ALTERING THE TAO OF THE GREAT RIVER

"Take grain as the key link, practice animal husbandry, forestry, fisheries and side occupations to create all around rural prosperity."

-Mao Zedong

Thoughts on The Three Gorges Dam
by Dan Armstrong

Early into the new millenium the world's largest hydroelectric dam will come to completion in China. A confluence of flows from the snowy ranges of Tibet, surging from the headwaters of Everest like the Great Knowledge, the Yangtze River will be bridled by twenty-six mammoth generators, creating 18,200 megawatts of electricity to power electric lights and televisions for a quarter-billion Chinese. The electronic village will grow by nearly twenty percent. And so, it is speculated, will the number of world consumers. Though large dams are no longer considered ecologically viable by experts in the West, this gargantuan $50 billion, 20-year project holds the hopes of all China and, as Wall Street oh, so delicately banks on Asia, an integral part of the world's economic future.

When set in historical perspective, the building of the Three Gorges Dam conjures a sense of the mythic. The undertaking is just so huge and proceeds so slowly, it seems some twenty-first century pyramid or Great Wall. More than 345,000 tons of rebar and 27 million cubic meters of concrete will go into the construction of this 180-meter tall, two-kilometer river partition. And tied, as it is, so intricately inside and out, to large international financial concerns, the damming of the world's third largest river assumes the quality of a monstrous physical allegory: the New World Order's corporate networking bet against the limitations of the land. In no small way, China's prosperity is staked to altering the Tao of its single most important natural resource, the Yangtze River.

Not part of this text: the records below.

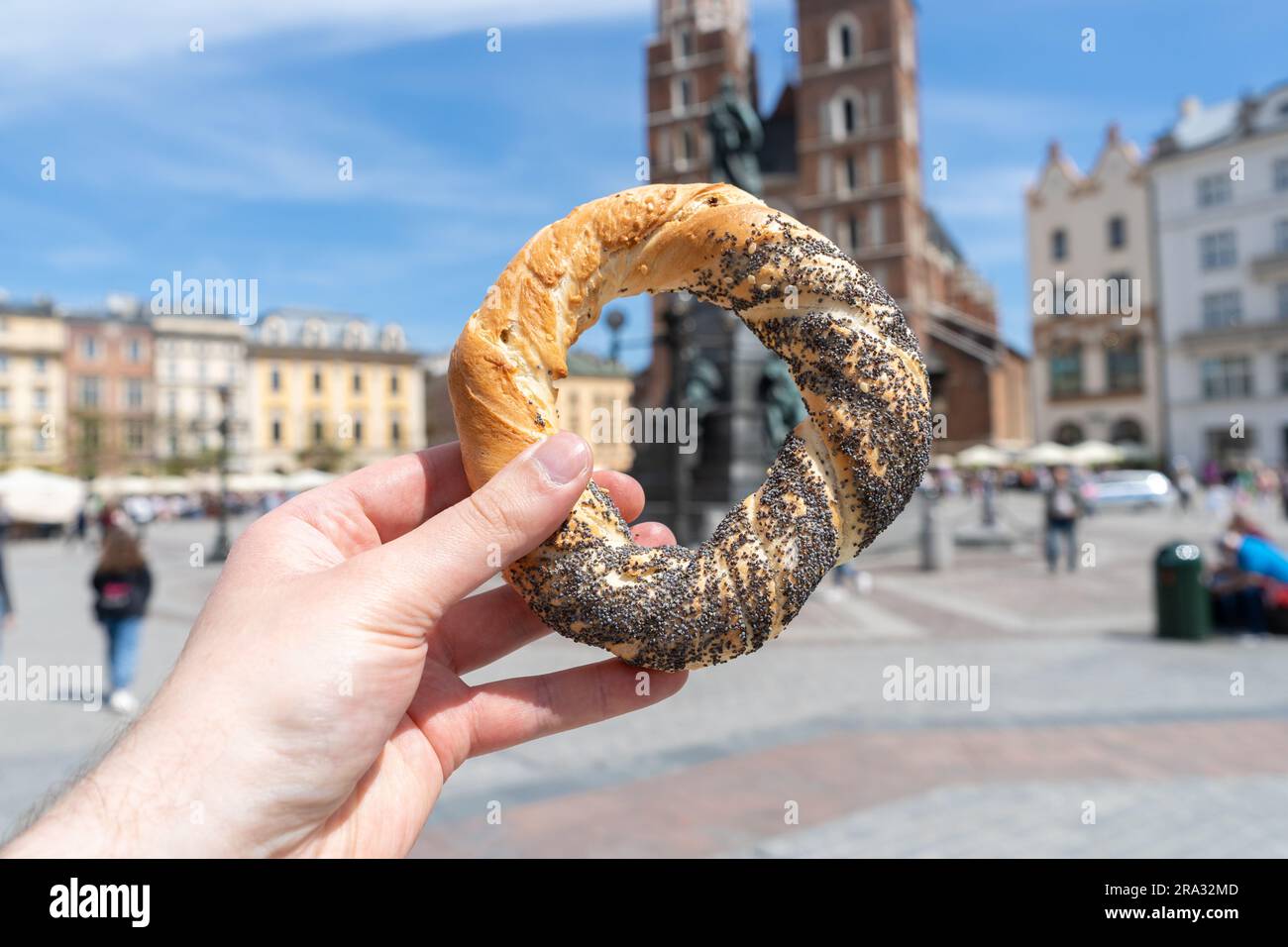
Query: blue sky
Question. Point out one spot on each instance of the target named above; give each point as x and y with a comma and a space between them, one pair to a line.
223, 163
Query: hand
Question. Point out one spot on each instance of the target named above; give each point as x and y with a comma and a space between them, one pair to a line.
317, 707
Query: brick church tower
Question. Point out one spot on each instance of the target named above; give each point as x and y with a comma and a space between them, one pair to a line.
857, 137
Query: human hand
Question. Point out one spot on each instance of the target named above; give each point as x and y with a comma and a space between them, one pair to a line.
317, 706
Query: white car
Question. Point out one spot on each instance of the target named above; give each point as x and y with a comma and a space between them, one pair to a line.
1134, 488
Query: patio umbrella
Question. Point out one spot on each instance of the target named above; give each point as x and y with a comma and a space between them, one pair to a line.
982, 455
38, 496
1047, 454
1095, 454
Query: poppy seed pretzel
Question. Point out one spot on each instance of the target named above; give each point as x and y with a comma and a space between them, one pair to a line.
840, 478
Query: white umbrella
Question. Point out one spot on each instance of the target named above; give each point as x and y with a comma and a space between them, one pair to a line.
37, 496
1047, 454
982, 455
123, 486
168, 486
307, 479
1096, 453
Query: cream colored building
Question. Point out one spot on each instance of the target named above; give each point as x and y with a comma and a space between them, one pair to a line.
197, 359
1095, 350
33, 386
329, 389
593, 401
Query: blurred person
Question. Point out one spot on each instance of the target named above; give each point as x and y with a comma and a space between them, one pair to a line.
7, 613
123, 585
365, 579
1064, 505
1185, 486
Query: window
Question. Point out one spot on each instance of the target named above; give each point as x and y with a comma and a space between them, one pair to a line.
89, 392
1228, 376
1069, 434
1117, 232
876, 224
1122, 367
1223, 309
1059, 245
1218, 250
682, 94
1065, 367
853, 235
851, 174
844, 40
683, 44
136, 436
1214, 188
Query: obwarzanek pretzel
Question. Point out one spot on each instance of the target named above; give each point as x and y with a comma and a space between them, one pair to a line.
838, 479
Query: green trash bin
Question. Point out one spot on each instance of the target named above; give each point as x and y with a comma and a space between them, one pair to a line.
1180, 598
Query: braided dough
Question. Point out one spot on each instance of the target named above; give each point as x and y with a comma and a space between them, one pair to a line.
840, 478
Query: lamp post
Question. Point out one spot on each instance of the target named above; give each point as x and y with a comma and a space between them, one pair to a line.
223, 545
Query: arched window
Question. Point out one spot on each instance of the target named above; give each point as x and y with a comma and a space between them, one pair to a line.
1127, 431
844, 40
1069, 434
845, 114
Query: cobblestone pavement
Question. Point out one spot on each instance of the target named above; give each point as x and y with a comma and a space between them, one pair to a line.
1181, 749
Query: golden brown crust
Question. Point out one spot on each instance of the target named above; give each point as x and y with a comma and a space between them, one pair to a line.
837, 482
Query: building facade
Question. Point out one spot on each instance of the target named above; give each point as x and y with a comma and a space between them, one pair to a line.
108, 364
33, 386
1219, 187
331, 390
841, 153
593, 401
1095, 371
200, 364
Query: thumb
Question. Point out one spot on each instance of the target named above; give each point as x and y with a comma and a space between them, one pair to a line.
443, 560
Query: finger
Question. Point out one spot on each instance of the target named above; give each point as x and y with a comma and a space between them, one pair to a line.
653, 535
393, 496
511, 711
434, 566
487, 626
625, 489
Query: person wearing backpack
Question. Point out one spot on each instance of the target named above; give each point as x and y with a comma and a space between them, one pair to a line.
121, 587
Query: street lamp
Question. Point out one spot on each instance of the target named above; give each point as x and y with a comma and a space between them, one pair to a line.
223, 545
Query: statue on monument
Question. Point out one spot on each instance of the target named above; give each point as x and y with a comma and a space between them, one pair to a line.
735, 140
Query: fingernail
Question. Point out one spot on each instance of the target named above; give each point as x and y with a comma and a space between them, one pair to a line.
565, 458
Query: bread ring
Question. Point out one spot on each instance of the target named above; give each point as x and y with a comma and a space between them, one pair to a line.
840, 478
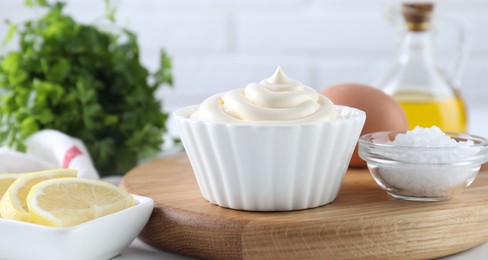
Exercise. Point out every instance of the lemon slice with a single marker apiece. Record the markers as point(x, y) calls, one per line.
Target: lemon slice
point(6, 179)
point(70, 201)
point(13, 204)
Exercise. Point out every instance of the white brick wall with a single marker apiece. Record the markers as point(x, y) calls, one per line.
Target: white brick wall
point(217, 45)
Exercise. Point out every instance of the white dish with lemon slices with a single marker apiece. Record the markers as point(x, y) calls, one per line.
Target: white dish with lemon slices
point(54, 215)
point(101, 238)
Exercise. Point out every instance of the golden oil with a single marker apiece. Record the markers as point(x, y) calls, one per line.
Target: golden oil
point(425, 110)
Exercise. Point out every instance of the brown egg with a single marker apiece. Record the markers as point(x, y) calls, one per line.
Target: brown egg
point(383, 112)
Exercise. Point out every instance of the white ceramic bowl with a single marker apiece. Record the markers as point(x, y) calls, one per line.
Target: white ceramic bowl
point(270, 167)
point(101, 238)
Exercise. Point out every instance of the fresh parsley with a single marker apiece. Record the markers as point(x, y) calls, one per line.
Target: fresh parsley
point(85, 82)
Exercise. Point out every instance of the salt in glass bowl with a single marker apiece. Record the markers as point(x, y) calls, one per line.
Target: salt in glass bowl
point(422, 173)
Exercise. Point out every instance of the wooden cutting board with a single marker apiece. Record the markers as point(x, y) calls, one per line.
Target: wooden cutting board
point(362, 223)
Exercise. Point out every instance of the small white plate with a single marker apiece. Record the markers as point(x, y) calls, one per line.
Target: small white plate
point(101, 238)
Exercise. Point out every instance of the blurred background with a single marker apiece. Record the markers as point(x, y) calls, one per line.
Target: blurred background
point(217, 45)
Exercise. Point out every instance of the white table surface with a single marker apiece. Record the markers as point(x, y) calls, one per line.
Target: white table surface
point(478, 124)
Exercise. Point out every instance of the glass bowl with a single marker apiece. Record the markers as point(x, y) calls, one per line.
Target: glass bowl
point(422, 173)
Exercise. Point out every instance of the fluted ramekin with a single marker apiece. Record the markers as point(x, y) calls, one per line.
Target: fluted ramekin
point(270, 167)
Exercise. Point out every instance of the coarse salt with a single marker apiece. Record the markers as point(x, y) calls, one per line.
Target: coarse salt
point(426, 169)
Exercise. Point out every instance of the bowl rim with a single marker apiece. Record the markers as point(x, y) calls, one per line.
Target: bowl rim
point(364, 140)
point(356, 114)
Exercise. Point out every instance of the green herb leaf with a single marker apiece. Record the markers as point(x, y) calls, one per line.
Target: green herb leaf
point(85, 82)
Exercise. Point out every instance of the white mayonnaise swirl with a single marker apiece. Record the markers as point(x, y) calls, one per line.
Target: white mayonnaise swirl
point(275, 99)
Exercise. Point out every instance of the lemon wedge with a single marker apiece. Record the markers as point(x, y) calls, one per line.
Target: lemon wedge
point(13, 203)
point(70, 201)
point(6, 179)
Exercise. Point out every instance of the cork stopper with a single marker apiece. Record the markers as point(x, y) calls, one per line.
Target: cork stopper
point(417, 15)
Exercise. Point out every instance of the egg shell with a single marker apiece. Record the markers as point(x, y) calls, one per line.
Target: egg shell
point(383, 112)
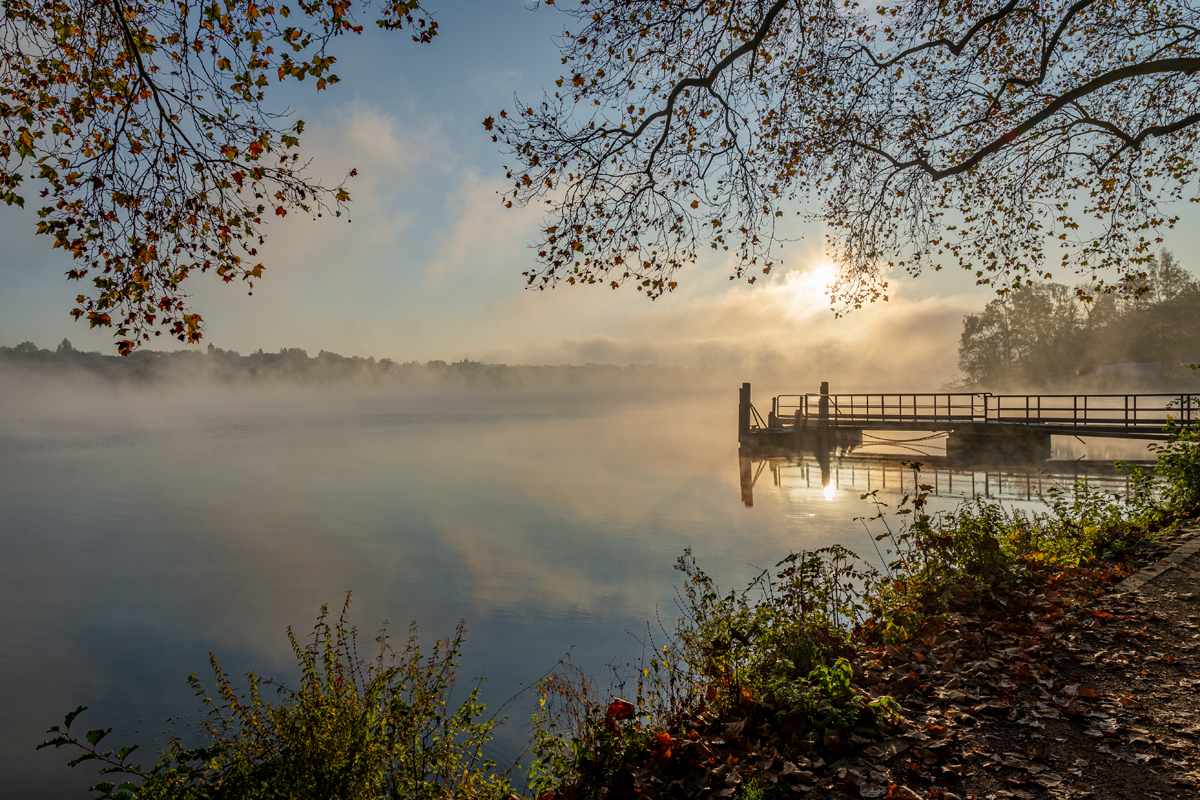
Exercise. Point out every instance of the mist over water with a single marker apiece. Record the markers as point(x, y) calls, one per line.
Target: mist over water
point(144, 527)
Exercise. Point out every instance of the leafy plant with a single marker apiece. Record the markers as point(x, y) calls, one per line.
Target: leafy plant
point(352, 729)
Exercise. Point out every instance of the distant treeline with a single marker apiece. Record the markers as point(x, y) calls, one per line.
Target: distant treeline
point(1045, 336)
point(293, 365)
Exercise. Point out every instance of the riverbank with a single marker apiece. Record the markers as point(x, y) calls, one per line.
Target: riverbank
point(999, 655)
point(1114, 709)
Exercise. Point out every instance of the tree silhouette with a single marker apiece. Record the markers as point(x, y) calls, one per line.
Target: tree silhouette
point(1012, 137)
point(147, 130)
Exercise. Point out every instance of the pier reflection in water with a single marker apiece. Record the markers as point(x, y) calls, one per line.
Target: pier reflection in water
point(888, 468)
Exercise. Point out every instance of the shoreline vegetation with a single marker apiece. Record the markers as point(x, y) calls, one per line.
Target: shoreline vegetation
point(801, 684)
point(295, 366)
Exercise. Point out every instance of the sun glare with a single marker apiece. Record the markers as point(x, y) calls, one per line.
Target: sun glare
point(823, 275)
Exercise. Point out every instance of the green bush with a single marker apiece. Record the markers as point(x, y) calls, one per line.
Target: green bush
point(352, 729)
point(1179, 467)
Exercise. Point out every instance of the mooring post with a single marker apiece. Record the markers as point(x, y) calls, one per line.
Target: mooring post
point(744, 413)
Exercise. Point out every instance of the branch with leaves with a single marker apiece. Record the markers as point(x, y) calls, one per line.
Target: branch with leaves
point(1012, 137)
point(147, 130)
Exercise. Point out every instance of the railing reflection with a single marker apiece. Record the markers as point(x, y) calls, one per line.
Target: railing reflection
point(862, 474)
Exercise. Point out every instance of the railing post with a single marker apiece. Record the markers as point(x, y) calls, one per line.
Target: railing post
point(744, 413)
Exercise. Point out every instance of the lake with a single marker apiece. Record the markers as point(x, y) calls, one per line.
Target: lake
point(142, 530)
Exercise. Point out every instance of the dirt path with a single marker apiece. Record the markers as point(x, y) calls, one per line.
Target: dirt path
point(1114, 709)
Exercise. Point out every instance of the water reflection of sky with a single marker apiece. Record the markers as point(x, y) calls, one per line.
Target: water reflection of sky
point(132, 549)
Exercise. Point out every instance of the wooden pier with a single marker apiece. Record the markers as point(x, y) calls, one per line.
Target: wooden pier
point(979, 426)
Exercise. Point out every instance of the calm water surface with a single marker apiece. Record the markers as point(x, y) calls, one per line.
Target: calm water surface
point(132, 548)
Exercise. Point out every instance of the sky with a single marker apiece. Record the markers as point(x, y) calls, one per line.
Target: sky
point(430, 264)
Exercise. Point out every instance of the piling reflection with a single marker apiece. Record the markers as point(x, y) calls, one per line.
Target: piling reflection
point(834, 471)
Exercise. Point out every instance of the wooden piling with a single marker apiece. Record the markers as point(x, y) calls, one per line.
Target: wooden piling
point(744, 413)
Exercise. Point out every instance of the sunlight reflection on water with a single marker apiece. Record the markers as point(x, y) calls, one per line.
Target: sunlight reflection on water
point(550, 524)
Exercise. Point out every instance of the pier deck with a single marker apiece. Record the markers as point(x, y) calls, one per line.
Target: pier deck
point(977, 422)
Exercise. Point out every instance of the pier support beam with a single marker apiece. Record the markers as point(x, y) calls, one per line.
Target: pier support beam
point(744, 413)
point(989, 443)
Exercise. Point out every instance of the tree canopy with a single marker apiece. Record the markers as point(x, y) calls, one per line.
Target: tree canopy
point(1015, 138)
point(147, 131)
point(1044, 336)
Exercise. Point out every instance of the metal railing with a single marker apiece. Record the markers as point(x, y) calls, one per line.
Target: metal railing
point(841, 409)
point(1108, 411)
point(1123, 411)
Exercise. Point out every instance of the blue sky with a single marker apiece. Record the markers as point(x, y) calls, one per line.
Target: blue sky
point(430, 268)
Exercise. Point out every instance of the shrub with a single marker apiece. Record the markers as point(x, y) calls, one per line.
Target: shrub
point(352, 729)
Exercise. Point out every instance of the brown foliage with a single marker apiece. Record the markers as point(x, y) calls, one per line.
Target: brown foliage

Industrialization of the developing world already offers a serious challenge to the world's environment. Trends in arable land, clean water, and atmospheric chemistry task world food resources and in the years to come will enter into the balance of long-term international economic stability. Poised upon these critical trends are China's industrial future, grain prices worldwide, and the integrity of the international financial community. The Three Gorges Dam, offering multi-billion dollar investment opportunities and untold environmental impact, sits Sphinx-like at the intersection of these converging forces. Arguably, the very viability of the capitalist free market is hinged upon the outcome of this gigantic project, taking place, ironically, in the People's Republic of China.